During the workshop, there were independent experts from universities and government agencies reflecting on the research methodology, findings, and recommendations. This is the last stage of independent external input before a final report is produced. Mr. Md. Kamal Hossain, Secretary of Coordination & Reforms, was the Chief Guest of the event and commented on the workshop saying, “I found the presentation very insightful. The session was brilliant in terms of participation and interaction, and I enjoyed it very much.” The feedback from the participants echoed Hossain’s sentiment. Expert Panel Discussions: P4D Begins Sharing Policy Discussions with our Institutional Partners on Social Media
While our activities and in-person events are on hold, P4D has begun hosting online expert panel discussions with our institutional partners to encourage our community to continue to engage with social accountability tools and learn about their impact. In the inaugural discussion panel, Arsen Stepanyan, P4D Team Leader, spoke with Dr. Zohurul Islam, Director of BPATC. Their conversation focused around the recent BPATC study findings which assessed the training needs of government officers on social accountability tools.
The study was initiated because BPATC wants to redesign their regular training courses to incorporate social accountability tools in a more impactful and effective manner. The ultimate objective of the study was to enhance transparency and accountability for better public service delivery in Bangladesh. The discussion was posted to P4D’s Facebook page and YouTube channel for public viewing at the end of July. More discussions will be recorded and posted on our social media channels to keep stakeholders engaged and aware of our progress at the institutional level.
Adapting to Remote Work: How Working from Home has Changed P4D’s Approach
In March when the Coronavirus pandemic began, P4D quickly changed its approach and plan for the Spring and Summer months. As all organisations did, P4D quickly adapted to an online working environment and all in-person activities were paused. Our staff quickly learned how to use a variety of Microsoft Suite tools to help stay organised and keep clear communication despite working from a distance. Software like Planner allowed Senior Managers to create a departmental work plan, assign tasks, and monitor progress on a variety of activities, and Microsoft Teams allowed teams and colleagues to chat, video conference, or call online in real time. Many of these tools have in fact improved overall productivity and helped teams improve communication despite working from a distance.
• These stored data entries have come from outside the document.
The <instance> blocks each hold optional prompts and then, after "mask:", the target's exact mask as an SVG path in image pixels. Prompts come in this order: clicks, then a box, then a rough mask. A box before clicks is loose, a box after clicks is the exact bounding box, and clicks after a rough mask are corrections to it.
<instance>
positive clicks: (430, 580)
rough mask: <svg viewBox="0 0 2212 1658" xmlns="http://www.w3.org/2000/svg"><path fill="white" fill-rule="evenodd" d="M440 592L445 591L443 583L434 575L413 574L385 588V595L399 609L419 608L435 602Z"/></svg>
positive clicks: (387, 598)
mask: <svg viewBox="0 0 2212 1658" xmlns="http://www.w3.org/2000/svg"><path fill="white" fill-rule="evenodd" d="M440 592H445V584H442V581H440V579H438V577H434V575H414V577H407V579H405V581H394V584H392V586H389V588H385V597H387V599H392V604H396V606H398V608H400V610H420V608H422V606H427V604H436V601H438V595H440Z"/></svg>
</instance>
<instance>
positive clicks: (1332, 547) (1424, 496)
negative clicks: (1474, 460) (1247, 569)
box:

While some work has slowed, other work has picked up speed. Trainings focused on building capacity to use web tools have quickly moved forward, and government trainings have moved mostly online, with some socially distanced in-person activities only when safety precautions were possible. Our RMEL team changed their approach of collecting data to web surveys and phone calls, rather than in person data collection. Communications has focused on online promotion of our activities and the social media campaign, and all human resources, financial, and administrative work has continued online. Since many of our scheduled activities were planned as in-person events, our work week has been slightly reduced, though we anticipate resuming a regular schedule by the Fall.